Improving operating characteristics of clinical trials by augmenting control arm using propensity score-weighted borrowing-by-parts power prior
By: Apu Chandra Das , Sakib Salam , Aninda Roy and more
Potential Business Impact:
Uses outside info to make study results more accurate.
Borrowing external data can improve estimation efficiency but may introduce bias when populations differ in covariate distributions or outcome variability. A proper balance needs to be maintained between the two datasets to justify the borrowing. We propose a propensity score weighting borrowing-by-parts power prior (PSW-BPP) that integrates causal covariate adjustment through propensity score weighting with a flexible Bayesian borrowing approach to address these challenges in a unified framework.
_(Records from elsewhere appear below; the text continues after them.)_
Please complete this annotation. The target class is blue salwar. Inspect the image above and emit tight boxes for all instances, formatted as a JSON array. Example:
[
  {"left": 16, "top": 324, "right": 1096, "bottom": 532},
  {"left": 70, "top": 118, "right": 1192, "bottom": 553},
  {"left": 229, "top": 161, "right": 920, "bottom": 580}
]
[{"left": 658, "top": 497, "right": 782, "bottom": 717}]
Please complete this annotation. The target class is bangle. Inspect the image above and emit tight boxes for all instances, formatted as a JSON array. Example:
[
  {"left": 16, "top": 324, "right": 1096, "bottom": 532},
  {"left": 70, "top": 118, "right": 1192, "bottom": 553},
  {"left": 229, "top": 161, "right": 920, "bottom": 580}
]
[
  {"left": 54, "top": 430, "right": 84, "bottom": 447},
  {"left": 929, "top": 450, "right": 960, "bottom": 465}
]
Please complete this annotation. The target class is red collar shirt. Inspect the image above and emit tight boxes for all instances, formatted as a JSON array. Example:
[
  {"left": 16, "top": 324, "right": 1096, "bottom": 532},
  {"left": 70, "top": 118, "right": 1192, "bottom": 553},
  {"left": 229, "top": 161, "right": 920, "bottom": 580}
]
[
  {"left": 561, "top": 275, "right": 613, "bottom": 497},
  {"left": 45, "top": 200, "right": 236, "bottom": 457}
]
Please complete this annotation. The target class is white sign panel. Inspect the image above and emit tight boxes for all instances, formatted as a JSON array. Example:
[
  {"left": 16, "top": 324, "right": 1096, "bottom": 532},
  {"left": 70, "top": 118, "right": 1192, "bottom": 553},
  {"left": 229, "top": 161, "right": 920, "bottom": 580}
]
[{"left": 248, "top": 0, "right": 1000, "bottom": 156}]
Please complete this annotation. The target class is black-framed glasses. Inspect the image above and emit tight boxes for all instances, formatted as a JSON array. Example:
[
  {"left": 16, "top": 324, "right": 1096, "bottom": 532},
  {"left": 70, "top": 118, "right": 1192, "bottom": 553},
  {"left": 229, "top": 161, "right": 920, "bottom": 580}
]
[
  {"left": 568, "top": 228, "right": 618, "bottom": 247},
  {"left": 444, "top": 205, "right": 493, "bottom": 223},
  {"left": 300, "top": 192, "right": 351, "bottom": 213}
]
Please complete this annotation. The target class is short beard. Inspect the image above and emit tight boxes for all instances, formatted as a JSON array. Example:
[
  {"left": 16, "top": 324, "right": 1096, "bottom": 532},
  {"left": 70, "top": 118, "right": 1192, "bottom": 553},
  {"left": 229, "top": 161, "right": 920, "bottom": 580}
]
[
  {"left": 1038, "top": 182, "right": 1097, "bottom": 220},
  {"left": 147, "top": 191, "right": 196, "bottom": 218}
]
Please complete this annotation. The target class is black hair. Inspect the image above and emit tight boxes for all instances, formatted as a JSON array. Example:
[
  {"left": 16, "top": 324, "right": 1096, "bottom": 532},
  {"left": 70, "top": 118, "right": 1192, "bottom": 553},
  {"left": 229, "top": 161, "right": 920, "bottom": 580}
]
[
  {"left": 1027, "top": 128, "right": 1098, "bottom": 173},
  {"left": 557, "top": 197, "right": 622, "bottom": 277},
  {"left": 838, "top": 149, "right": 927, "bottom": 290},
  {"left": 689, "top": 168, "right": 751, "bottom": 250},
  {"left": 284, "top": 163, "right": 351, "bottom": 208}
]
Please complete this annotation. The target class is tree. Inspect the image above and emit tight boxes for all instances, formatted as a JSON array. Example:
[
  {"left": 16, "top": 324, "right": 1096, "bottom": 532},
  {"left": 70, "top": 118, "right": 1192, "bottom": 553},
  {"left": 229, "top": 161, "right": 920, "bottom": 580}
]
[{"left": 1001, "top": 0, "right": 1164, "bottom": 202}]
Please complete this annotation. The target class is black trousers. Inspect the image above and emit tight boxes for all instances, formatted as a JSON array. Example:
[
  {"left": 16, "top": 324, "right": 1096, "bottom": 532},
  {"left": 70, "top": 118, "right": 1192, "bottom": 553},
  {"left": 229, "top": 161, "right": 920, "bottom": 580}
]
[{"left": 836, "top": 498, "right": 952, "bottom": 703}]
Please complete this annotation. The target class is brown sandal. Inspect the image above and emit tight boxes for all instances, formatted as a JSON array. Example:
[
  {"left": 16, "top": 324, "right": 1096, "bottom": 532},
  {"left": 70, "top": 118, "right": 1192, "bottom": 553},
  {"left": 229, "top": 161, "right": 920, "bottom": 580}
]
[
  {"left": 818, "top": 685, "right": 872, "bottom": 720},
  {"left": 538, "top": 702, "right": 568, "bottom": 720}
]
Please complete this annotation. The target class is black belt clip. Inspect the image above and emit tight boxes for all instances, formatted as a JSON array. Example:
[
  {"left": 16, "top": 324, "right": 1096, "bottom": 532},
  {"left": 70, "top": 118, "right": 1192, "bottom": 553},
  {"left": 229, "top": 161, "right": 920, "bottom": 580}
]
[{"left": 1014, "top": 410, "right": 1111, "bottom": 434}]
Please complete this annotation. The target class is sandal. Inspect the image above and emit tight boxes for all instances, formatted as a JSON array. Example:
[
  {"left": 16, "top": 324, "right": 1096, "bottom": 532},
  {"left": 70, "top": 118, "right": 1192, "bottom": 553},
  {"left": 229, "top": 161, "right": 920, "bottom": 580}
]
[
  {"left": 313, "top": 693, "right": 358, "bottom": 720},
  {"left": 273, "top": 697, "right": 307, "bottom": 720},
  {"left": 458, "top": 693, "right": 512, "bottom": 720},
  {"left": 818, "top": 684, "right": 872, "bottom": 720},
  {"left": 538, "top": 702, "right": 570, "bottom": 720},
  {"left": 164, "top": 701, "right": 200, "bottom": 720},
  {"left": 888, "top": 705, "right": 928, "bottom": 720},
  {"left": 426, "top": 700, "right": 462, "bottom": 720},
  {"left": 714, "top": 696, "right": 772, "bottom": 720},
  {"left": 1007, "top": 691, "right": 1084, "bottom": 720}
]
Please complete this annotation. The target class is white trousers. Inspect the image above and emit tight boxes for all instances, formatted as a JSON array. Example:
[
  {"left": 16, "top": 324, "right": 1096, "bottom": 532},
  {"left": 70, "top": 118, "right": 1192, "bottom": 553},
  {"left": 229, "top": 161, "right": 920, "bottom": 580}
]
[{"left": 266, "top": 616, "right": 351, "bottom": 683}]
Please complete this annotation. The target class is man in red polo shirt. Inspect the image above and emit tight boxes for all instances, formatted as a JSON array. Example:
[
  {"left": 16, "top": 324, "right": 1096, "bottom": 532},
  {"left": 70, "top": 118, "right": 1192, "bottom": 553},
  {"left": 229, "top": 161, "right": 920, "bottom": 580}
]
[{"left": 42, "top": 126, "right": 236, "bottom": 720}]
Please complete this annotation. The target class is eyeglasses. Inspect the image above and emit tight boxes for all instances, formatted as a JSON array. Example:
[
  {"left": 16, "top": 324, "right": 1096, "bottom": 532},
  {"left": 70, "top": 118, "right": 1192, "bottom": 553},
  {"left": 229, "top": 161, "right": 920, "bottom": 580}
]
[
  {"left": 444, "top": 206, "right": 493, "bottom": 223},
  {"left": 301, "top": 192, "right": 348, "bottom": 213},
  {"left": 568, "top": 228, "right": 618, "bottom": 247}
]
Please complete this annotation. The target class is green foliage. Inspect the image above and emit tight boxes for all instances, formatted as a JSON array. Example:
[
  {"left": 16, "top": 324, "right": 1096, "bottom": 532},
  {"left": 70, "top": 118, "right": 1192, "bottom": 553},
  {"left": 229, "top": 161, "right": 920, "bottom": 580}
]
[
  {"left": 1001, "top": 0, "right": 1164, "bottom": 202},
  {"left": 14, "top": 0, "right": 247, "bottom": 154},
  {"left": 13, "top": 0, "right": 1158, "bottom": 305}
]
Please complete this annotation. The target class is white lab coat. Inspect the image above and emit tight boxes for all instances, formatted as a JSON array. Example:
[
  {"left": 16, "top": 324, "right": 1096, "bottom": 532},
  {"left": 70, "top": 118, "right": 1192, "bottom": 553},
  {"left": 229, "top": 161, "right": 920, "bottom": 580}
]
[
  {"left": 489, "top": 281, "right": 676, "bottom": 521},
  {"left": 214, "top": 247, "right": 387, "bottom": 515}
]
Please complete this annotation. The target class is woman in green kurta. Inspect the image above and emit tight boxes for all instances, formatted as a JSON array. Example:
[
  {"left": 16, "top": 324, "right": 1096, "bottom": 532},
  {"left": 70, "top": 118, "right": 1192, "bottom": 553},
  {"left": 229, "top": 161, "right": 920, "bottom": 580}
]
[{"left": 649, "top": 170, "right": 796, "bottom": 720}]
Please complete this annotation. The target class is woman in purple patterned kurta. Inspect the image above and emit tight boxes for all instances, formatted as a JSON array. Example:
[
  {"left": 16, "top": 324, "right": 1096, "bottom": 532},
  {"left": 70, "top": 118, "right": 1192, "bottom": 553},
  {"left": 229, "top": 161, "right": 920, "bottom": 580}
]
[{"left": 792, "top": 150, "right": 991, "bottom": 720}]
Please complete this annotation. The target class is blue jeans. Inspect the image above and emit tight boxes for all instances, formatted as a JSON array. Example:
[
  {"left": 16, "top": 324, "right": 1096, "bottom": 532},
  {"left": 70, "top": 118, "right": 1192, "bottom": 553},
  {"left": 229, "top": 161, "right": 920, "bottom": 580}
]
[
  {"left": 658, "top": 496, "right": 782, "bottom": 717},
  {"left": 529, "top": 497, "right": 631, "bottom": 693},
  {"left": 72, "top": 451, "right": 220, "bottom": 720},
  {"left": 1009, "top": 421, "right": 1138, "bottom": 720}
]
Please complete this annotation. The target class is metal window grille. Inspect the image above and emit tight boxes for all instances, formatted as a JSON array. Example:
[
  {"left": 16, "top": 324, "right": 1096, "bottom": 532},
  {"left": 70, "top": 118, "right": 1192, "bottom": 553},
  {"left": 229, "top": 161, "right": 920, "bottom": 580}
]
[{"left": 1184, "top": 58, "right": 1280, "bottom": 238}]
The proposed approach first applies propensity score weighting to align the covariate distribution of the external data with that of the current study, thereby targeting a common estimand and reducing confounding due to population heterogeneity. The weighted external likelihood is then incorporated into a Bayesian model through a borrowing-by-parts power prior, which allows distinct power parameters for the mean and variance components of the likelihood, enabling differential and calibrated information borrowing. Additionally, we adopt the idea of the minimal plausibility index (mPI) to calculate the power parameters. This separate borrowing provides greater robustness to prior-data conflict compared with traditional power prior methods that impose a single borrowing parameter. We study the operating characteristics of PSW-BPP through extensive simulation and a real data example. Simulation studies demonstrate that PSW-BPP yields more efficient and stable estimation than no borrowing and fixed borrowing, particularly under moderate covariate imbalance and outcome heterogeneity. The proposed framework offers a principled and extensible methodological contribution for Bayesian inference with external data in observational and hybrid study designs.